Simple Signs That Your Diet Is Missing Something
It can be difficult to know if you’re getting the nutrients that you need. This is one of the biggest reasons why people say that they take a multivitamin. However, we know that supplements don’t really work and they rarely offer a benefit. A better approach is to pay attention to your body. Here are some signs that your diet is missing something.
One of the surest signs that your diet is deficient in something is that you’re low in energy. If you feel fatigued, it can be something as simple as not enough minerals or vitamin B in your diet.
*Losing Your Hair/Cracking Nails
Dry and brittle nails and hair are often a sign of a nutrient deficiency. It could be that you’re low in protein or you could be low in biotin.
Muscle cramps are often a sign of mineral deficiencies. You may also be dehydrated.
If you notice rashes, acne, or small red bumps on your arms and legs, then it can be a sign of nutrient deficiency.
If you find that you’re getting sick more often or generally feeling unwell, look to your diet. Take some time to evaluate if you’re getting complete nutrition or if you might be lacking.
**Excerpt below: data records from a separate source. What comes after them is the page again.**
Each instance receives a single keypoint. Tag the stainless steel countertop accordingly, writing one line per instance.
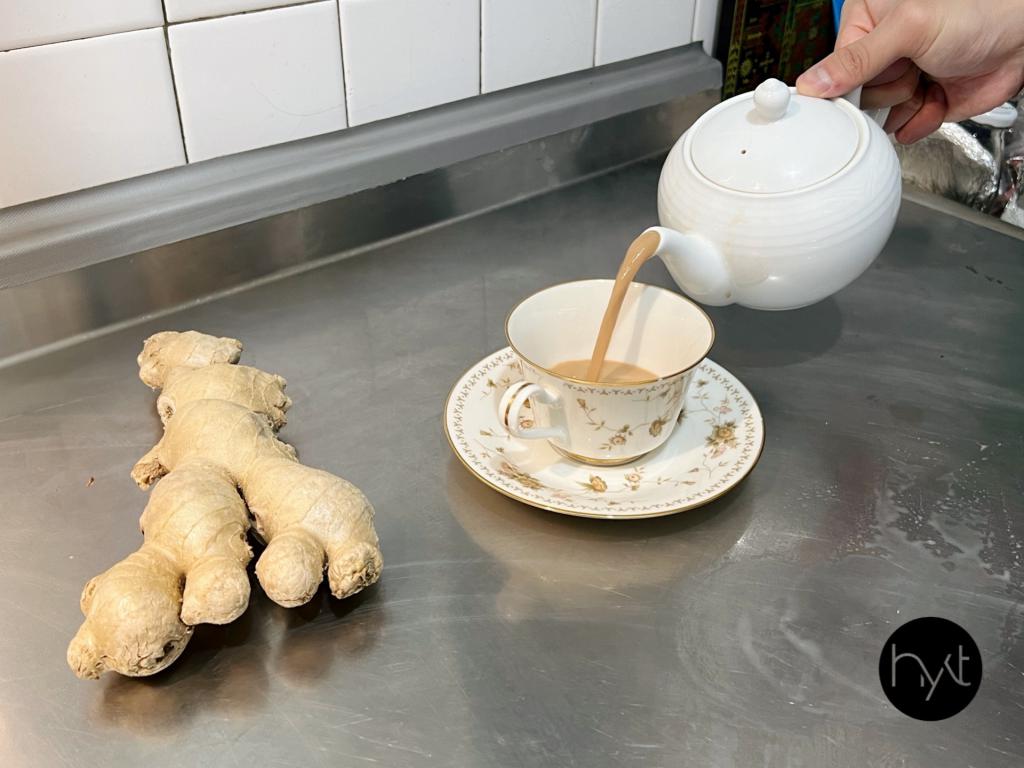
(744, 633)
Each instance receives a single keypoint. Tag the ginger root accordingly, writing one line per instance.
(219, 440)
(189, 569)
(309, 518)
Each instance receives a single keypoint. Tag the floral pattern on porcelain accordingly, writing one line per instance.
(717, 443)
(598, 430)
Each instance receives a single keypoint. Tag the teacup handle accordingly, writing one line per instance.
(513, 400)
Finally, your digestion can be a big clue about your nutritional wellbeing. Talk to your doctor if you have digestive and/or elimination issues. It’s a direct reflection of your health and wellbeing and can be a significant clue about what is missing in your diet.
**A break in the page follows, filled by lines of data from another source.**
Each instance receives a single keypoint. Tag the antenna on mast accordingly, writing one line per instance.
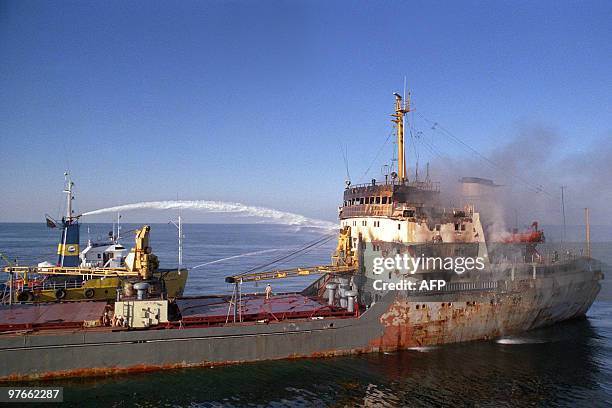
(69, 197)
(400, 112)
(179, 226)
(563, 211)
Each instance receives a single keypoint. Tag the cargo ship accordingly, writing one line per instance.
(407, 272)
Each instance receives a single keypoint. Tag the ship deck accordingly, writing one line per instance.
(220, 309)
(50, 315)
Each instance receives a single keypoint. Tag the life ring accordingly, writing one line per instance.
(60, 293)
(25, 296)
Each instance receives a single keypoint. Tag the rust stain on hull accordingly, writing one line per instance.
(143, 368)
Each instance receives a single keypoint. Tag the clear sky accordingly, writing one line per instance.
(252, 101)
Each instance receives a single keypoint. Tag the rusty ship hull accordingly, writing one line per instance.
(464, 311)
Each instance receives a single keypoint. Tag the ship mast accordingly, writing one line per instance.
(400, 111)
(69, 198)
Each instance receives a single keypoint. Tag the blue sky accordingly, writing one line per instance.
(252, 101)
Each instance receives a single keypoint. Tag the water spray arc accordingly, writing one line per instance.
(278, 217)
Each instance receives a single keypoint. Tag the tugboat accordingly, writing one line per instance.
(96, 273)
(407, 272)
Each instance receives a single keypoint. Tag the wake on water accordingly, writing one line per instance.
(278, 217)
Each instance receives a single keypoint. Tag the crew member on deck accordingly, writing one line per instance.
(268, 291)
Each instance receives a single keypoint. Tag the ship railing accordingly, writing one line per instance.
(421, 185)
(373, 210)
(70, 271)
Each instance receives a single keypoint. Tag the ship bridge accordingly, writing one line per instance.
(389, 199)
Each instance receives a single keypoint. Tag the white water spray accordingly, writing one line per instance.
(278, 217)
(265, 251)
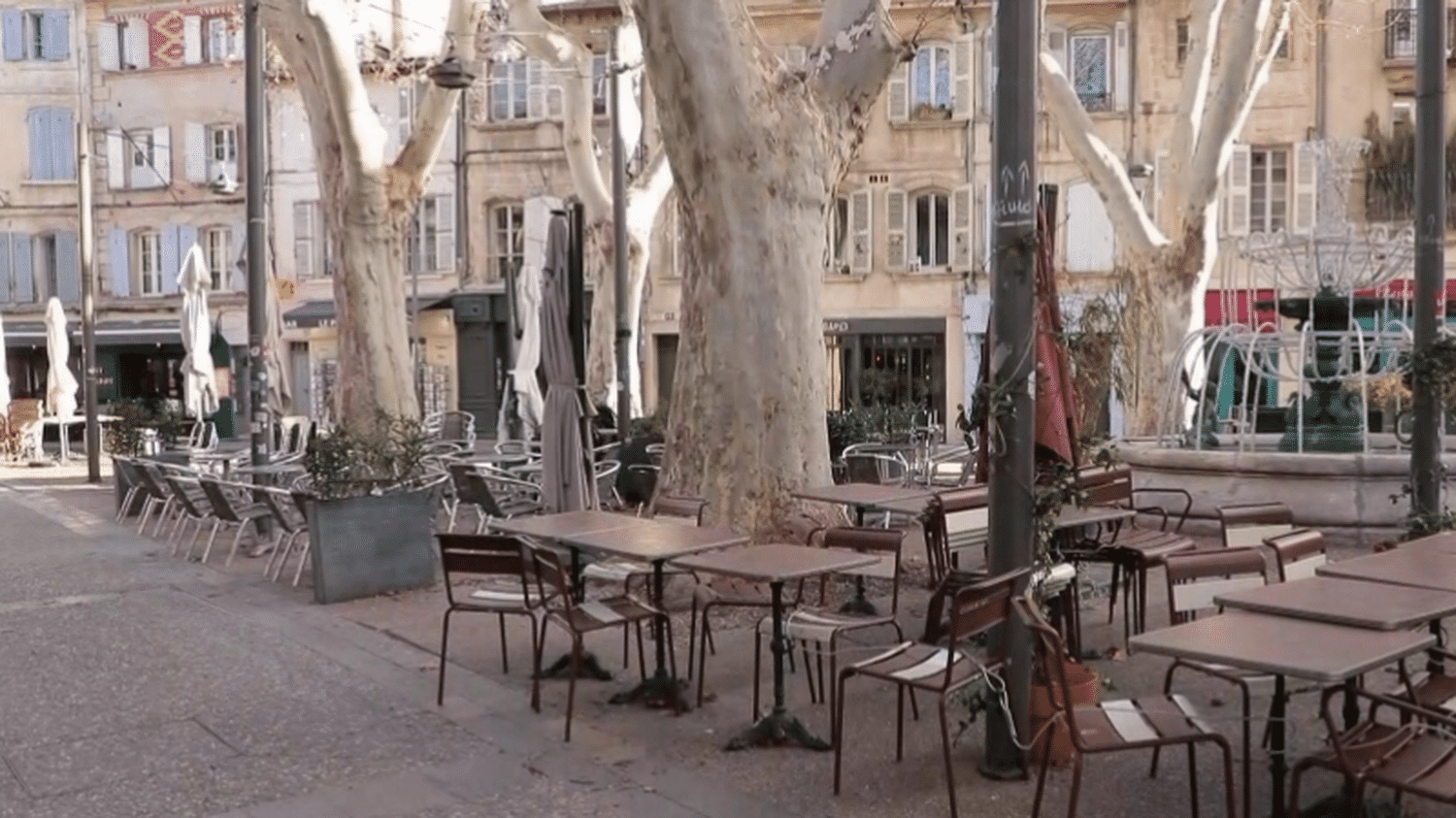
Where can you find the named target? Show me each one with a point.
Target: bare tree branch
(549, 43)
(1097, 160)
(427, 133)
Next Steps: Getting Complete Nutrition through Your Diet
Awareness is the first step to improving your nutrition and leveraging food instead of pills. Become aware of what you’re putting into your body and how it makes you feel. What foods make you feel healthy and strong? What foods improve your digestion? What improves your sleep and what foods make you feel lethargic or cause cravings?
You can begin by keeping a food journal. Start learning about the nutrients in your food choices. What types of fat are you getting and are you eating enough protein? You might consider making a list of the daily recommended values for the major nutrients. From there you could start placing checkmarks next to the nutrients you are getting from each meal.
Whether you measure and calculate and total your daily nutrients, or you simply keep an eye on whether you’re getting what you need, is up to you. What’s most important is that you’re aware of what you should be getting and that if necessary, you’re taking steps to improve your nutrition by making smart food choices.
This brings us to the final step and that is to set nutrition goals and to change your eating habits. For example, do you normally skip breakfast altogether, or just have a piece of toast? You’re missing an opportunity for nutrients. Change this habit and drink a smoothie or eat a piece of whole grain toast with an avocado on it. Take advantage of every snack and meal because they can be both delicious and nutritious.